AI Technology: Generative Language Modeling | Virtual agents | Decision management: Classified and statistical learning methods 

JuriLabs is a virtual legal assistant based on generative AI. The application of LLMs to the legal field is rapidly emerging, with many preliminary works in progress. Several previous experiments have shown the importance of text database quality, the specificity of law corpuses by country and language, but also the importance of building a validation structure to better compare models with each other, and then to measure the progress of a model on a given corpus.

The challenges to be overcome by large-scale language models in the field of law are the ability to mention sources, articulate a line of reasoning, not to forget the structure of the language during relearning and in particular the ability to reason, but nevertheless to be able to “forget” part of the accumulated knowledge (or at least to have a temporal dimension of knowledge when the law is no longer applicable), and to rely on the data of user law firms who all have a large corpus of past work that they wish to use as an input to AI agents. The trade-off between fine-tuning and RAG will be taken into account during testing and will be published. 

The Jurilabs project aims to develop a virtual legal assistant based on a set of large language models that will address these specific challenges. By using a base of augmented French legal content, this project will move from a “raw” model to an “instruction” model based on a complete corpus of case law, capable of replicating legal reasoning.
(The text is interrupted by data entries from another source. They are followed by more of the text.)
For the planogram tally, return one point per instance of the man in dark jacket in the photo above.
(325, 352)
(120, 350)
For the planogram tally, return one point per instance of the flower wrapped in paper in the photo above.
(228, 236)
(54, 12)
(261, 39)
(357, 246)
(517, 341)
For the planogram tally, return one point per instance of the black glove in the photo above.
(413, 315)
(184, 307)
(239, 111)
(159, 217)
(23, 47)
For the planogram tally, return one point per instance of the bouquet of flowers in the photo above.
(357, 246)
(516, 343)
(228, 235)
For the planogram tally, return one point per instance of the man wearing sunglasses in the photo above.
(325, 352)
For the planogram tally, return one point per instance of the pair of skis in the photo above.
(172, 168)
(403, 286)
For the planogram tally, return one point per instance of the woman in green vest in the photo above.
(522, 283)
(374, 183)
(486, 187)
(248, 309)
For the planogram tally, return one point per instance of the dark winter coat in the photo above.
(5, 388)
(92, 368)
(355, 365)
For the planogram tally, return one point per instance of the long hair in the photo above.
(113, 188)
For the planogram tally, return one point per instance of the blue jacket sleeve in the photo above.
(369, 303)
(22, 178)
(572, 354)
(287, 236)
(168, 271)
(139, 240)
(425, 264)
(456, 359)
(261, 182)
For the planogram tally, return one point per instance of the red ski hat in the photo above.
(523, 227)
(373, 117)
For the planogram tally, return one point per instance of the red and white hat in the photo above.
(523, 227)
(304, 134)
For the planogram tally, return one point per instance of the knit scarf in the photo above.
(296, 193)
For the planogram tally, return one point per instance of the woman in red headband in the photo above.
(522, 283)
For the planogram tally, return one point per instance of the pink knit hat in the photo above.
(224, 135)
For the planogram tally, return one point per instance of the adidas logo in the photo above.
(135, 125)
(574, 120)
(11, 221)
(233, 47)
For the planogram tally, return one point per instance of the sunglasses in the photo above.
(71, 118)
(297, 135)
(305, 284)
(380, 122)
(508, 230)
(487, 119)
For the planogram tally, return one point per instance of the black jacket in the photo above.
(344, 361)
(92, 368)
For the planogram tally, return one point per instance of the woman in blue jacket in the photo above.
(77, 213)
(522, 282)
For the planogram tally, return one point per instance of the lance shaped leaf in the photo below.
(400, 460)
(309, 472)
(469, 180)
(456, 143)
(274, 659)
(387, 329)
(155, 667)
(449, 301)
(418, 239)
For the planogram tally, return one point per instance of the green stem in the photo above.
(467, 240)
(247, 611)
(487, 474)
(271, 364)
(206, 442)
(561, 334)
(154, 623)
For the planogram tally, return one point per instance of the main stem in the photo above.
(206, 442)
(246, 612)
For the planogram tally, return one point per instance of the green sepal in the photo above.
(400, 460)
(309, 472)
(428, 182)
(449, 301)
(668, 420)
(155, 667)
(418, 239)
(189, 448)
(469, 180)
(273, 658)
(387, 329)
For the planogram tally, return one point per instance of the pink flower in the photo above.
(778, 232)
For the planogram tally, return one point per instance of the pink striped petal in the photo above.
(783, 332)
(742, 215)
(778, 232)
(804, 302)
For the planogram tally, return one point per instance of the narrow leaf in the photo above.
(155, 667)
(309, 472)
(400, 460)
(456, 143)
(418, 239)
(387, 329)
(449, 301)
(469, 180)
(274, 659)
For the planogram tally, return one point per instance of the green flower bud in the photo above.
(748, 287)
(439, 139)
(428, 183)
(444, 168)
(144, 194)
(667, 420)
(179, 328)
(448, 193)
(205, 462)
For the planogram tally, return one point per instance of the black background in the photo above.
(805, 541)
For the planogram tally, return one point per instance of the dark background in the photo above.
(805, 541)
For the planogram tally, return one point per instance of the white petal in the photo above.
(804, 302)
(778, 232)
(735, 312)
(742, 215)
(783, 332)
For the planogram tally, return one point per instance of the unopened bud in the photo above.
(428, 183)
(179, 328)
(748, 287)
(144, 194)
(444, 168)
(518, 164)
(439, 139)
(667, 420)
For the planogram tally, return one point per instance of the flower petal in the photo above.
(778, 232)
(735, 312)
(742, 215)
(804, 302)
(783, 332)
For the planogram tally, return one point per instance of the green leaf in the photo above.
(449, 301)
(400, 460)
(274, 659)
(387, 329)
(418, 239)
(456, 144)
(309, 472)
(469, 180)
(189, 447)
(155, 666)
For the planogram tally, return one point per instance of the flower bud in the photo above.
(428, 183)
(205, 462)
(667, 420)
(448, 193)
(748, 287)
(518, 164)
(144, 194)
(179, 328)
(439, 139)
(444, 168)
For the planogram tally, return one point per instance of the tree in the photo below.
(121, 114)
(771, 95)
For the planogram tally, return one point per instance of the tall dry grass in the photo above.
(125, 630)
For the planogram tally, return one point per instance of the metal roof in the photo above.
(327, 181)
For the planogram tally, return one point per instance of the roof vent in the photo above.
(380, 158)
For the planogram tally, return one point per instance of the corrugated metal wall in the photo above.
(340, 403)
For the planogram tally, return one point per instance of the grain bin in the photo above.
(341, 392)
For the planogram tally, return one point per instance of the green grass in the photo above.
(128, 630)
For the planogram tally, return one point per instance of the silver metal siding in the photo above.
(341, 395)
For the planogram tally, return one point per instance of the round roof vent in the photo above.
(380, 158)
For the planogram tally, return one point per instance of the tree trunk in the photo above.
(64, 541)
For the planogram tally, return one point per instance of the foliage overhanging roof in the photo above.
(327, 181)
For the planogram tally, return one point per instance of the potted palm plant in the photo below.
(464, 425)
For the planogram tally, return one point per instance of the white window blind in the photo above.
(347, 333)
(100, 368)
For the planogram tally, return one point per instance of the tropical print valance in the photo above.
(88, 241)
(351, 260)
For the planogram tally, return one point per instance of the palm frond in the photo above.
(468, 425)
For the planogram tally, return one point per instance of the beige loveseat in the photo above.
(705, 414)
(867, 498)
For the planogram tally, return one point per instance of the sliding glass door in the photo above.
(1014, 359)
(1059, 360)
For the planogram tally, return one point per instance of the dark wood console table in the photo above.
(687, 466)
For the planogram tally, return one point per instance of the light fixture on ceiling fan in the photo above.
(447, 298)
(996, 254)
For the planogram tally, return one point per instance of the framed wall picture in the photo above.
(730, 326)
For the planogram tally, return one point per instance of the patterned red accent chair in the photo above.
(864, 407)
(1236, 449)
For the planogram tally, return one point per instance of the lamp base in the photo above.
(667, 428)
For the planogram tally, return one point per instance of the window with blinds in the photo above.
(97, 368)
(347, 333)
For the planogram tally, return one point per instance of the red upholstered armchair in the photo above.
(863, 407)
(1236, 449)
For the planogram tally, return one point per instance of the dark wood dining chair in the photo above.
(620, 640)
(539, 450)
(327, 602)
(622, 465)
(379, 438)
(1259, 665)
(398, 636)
This MoE-type model has been tested with a few legal experts in France with a good level of quality, but it now needs to be improved both in terms of number of parameters in the central model and precision of expert models capable of detecting intentions. 

Based on various foundation models such as LLama-2 and Mistral 7B, the researchers have developed a technique to gradually increase the size of these models. The system needs to be fine-tuned on a new augmented foundation in order to validate the training methodology, the model structure and the evaluation structure.  By relying on specialized language models trained on large legal corpuses, this tool will deliver significant productivity and quality gains for legal research, drafting and case law monitoring.